Друсс встал, и Клай принял боевую стойку на расстоянии вытянутой руки от него.
— Сейчас я вырву волосок из вашей бороды. Остановите меня, если сможете.
Друсс приготовился. Рука Клая устремилась вперед, и Друсс ощутил легкую боль на месте вырванных волосков. Сам он не успел и рукой шевельнуть. Клай вернулся на свою лежанку.
— Вам не удастся побить меня, Друсс. Это никому не под силу. Именно поэтому вы можете не обращать на пророчество никакого внимания.
— Вы мне нравитесь, Клай, — улыбнулся Друсс, — и если бы золото давали за вырванные волоски, вы бы победили. Но мы еще вернемся к этому разговору после финального боя.
— Вы будете бороться за победу?
— Как всегда, парень.
— Клянусь небом, Друсс, ты пришелся мне по сердцу. Ты не привык сдаваться, да? Поэтому тебя и зовут Легендой?
— Нет. Просто я имел несчастье подружиться с поэтом-сказителем. Куда бы я теперь ни отправился, он выдумывает обо мне новые истории, еще чуднее прежних. Удивительно, как это люди в них верят. Чем больше я говорю, что этого не было, тем крепче они верят.
Клай и Друсс снова вышли на ристалище. Все атлеты уже разошлись, и слуги зажгли факелы.

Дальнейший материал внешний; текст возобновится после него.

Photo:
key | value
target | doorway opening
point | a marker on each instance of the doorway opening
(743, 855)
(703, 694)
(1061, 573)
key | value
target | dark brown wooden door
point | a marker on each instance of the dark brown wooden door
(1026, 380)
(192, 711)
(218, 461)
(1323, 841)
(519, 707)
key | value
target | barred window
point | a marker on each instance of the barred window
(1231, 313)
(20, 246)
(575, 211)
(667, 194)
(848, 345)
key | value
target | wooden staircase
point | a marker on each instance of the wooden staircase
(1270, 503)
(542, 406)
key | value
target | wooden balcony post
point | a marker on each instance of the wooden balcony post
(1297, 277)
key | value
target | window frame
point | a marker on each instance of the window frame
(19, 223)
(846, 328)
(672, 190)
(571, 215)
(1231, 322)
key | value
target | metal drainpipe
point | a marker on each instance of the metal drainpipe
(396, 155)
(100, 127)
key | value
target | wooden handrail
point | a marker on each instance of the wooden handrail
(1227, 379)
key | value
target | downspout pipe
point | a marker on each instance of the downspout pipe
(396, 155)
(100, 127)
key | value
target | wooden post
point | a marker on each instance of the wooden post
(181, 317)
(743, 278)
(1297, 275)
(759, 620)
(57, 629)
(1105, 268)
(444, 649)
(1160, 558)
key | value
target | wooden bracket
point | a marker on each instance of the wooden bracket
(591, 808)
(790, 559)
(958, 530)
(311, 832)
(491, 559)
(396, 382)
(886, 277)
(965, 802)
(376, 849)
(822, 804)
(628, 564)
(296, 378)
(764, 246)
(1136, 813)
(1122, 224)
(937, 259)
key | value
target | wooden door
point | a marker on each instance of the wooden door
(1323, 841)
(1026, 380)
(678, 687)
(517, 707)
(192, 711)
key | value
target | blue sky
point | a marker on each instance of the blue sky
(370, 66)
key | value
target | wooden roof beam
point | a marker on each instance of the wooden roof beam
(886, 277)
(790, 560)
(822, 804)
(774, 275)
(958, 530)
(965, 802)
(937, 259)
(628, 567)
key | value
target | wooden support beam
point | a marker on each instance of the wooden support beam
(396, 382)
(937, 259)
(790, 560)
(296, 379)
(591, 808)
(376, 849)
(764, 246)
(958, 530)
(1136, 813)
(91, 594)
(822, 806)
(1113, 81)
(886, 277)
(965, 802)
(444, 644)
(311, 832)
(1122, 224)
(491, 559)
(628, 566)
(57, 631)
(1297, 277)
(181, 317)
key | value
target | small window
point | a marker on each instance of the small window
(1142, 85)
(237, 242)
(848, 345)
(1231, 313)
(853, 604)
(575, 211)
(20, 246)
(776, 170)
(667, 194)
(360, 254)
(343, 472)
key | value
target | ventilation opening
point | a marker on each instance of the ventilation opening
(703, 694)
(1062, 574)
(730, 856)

— Я знаю, в чем тут дело, — сказал Клай. — Все думают, что ты отнекиваешься из скромности. Людям нравится верить в героев. Однажды во время учебного боя я вышел из себя и ударил ребром ладони каменную статую. Сломал себе три кости. Теперь сто человек уверяют, что от моего удара статуя разбилась на мелкие кусочки, а еще двадцать клянутся, что видели это своими глазами. Ты пообедаешь со мной?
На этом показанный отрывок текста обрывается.